Showing posts with label An Unlikely Suitor. Show all posts
Showing posts with label An Unlikely Suitor. Show all posts

Thursday, January 30, 2020

Where the Millionaires Lived



Every city pushes its seams and expands outward, gobbling up land to satisfy its growing population. So it was with New York City in the 1880's. Manhattan is an island with obvious boundaries. So the initial settlements on its southern tip could only move north. The neighborhoods that started as places for the wealthy to live (around the place that's now the Lower East Side) were a bit boggy and so were abandoned for dryer land up north. After the Civil War the wealthy chose the area around 5th Avenue and the Thirties to build their mansions. This is where the rich live in my novel Masquerade

I always enjoy basing a house on a real house, and chose the A.T. Stewart mansion that sat on the northwest corner of 5th Avenue and Thirty-fourth. It took over five years to build and when it was finished in 1869 it had cost $1.5 million. In today's money that's about $37.5 million. Pretty much beyond comprehension!

Doesn't it looks like a library? It was the first residential showplace in NYC and was deemed "palatial". This is the foyer and one of the bedrooms. All rooms shown here were figured into scenes in my novel.


Mrs. Stewart also had her own art gallery. She had a huge collection of artwork—that she mostly kept to herself. The art room was 70' x 30' x 50' tall. She and Mr. Stewart had no children yet lived in this 55-room house. He (like my patriarch, Martin Tremaine) earned his fortune by starting a department store: Stewart's Dry Goods. I'll go through details of stores of the time in a separate post.

An interesting thing about the Stewart mansion is that their neighbor to the south was William B. Astor II and his wife, Caroline, or THE Mrs. Astor. She was the head of New York society and her approval or disdain had the power to make or break people. And yet her house was a fairly simple brownstone. Here's a picture of it in 1897. It's the small building on the right. On the left is the original Waldorf-Astoria Hotel. It was built by William Waldorf Astor on the site of his family home after he decided to move to England permanently in 1891. It was built in great part to annoy his Aunt Lina who lived next door. A family feud over who was the head of society and all that.

As early as the 1870's, the encroaching commercialization of the area led the social set to move north to Fifth Avenue and the "Fifties" to build their houses. The bigger the better. The upstart Vanderbilt family created mansions that made the Stewart house look like a guest house. Some of these mansions remain--with new uses, but the Stewart mansion was demolished in 1902. Progress, you know.

And what now sits where the Astor brownstone and the old Waldorf-Astoria sat? The Empire State Building.
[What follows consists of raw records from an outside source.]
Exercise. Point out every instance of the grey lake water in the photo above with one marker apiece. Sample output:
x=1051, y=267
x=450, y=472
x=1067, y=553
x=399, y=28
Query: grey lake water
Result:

If you'd like to read more of my Gilded Age novels, try the sequel to Masquerade, called An Unlikely Suitor,  and A Bridal Quilt, which is in the novella anthology A Patchwork Christmas//Nancy Moser

Thursday, April 28, 2011

My Chateau of Inspiration

The nice thing about writing fiction is that I have some leeway to use a place that is real as inspiration, without using it per se. That’s the case with the Chateau-sur-Mer in Newport, Rhode Island, the summer playground of the wealthy during the Gilded Age.

When I saw this house in Newport, I fell in love. It stands on a green hill, grand but not haughty, elegant without being cold. Until the Vanderbilts started building their mega-mansions in the 1890’s, it was the palatial mansion in Newport.
It was first built in 1852 then remodeled and added onto, twenty years later. It was built for William Shepard Wetmore who made his fortune in the China trade. Originally it encompassed 35 acres and had a sea-view. But later, some of its land was sold (and the Breakers built upon it), making this “castle on the sea” landlocked. William and his wife once had a party for 3000 in the house!
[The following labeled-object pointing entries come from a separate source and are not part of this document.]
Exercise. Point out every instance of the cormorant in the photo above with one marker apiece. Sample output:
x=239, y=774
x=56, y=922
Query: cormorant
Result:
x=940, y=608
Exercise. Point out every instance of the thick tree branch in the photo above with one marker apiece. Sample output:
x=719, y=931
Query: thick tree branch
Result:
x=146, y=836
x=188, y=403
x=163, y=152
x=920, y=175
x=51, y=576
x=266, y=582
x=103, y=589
When William died in 1862, the house passed to his son, George, who eventually became the governor of Rhode Island (1885-1887), and a state senator (1894-1912.) He hired Richard Morris Hunt to transform the house—which Hunt did, starting in 1871. He changed it so much that many people thought the original house had been torn down. Hunt later was the architect on the Vanderbilt’s Breakers and Marble House.

I include Mr. and Mrs. Wetmore at a dinner party in Chapter 13 of my book. A little ironic twist that they are guests in the fictitious Langdon mansion inspired by their very real home.
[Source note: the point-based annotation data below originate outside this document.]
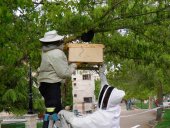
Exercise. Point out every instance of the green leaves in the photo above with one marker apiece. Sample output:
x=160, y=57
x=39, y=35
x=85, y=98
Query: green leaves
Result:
x=10, y=95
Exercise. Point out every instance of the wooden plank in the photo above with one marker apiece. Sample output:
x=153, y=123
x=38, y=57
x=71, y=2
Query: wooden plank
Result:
x=88, y=53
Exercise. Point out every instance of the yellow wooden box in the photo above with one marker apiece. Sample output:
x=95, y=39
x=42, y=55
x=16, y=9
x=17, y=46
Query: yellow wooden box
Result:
x=85, y=53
There are five areas of Chateau-sur-Mer that I used in An Unlikely Suitor. I am very partial to wood trim (you would know that if you saw my house), so the paneling of the grand entry really spoke to me. Plus, the stained glass and skylight are stunning. I had great fun writing a scene where my immigrant seamstress character, Lucy, first walks into the house.

The second room I used was the French parlor—that I called Mrs. Langdon’s morning room. It’s notable because the wood paneling of the rest of the house is present there too, but Edith Wetmore had it painted white. As a lover of wood and its grain I cringed. But it’s a very feminine room in a very masculine house.

Third, was the Butternut Bedroom. I made this the bedroom belonging to my main character, Rowena. She’s very warm and unassuming, and I felt the color of the butternut wood suited her, and was a contrast to the formal, assuming, white morning room preferred by her mother.

The Library was another room that inspired a scene, a confrontation between a poor girl in want of a book to read, the heir, and a butler. I have a library in my house, with lots of wood and shelves, so I love this type of room.

Lastly, the back of the Chateau had a porch facing the sea. I created a scene that had Rowena painting a landscape on the porch, and it was also a place she could go to contemplate the drama in the book. (Note: these wonderful interior photos are from a great book about the mansions of Newport by the Preservation Society of Newport County: Newport Mansions.)

I added a room-sized dressing room for Rowena, and stables and outbuildings, as needed. But the spirit of the Chateau lives on in my fictional Porte au Ciel: Gate to Heaven.

When I visited Newport in 2005, the Chateau-sur-Mer was undergoing a restoration but is now open to the public. It’s on my to-do list. After all, the house and I have become very close.//Nancy

Thursday, April 21, 2011

A New Book and a Contest!

It's always exciting to hold a new book in my hands, and my newest has finally arrived!  An Unlikely Suitor is set in the Gilded Age, 1895.  A New York seamstress, along with her sister and mother, help create a summer wardrobe for a rich heiress.  They end up in the summer haven of the rich, Newport, Rhode Island.  A friendship ensues, a bit of danger, and a lot of romance. 
 
I've talked about the book in earlier posts, and have begun sharing some of the insights into Newport and the sewing process that I discovered while doing the research.  I'll share more in future weeks.  Here's a woman who looks like Lucia Scarpelli, my seamstress...  I love finding portraits of people who match the characters in my head.  The fact she'd dressed ala 1895, and is sitting in a place that looks like Newport's Cliff Walk.  Zounds, I couldn't have imagined her any better!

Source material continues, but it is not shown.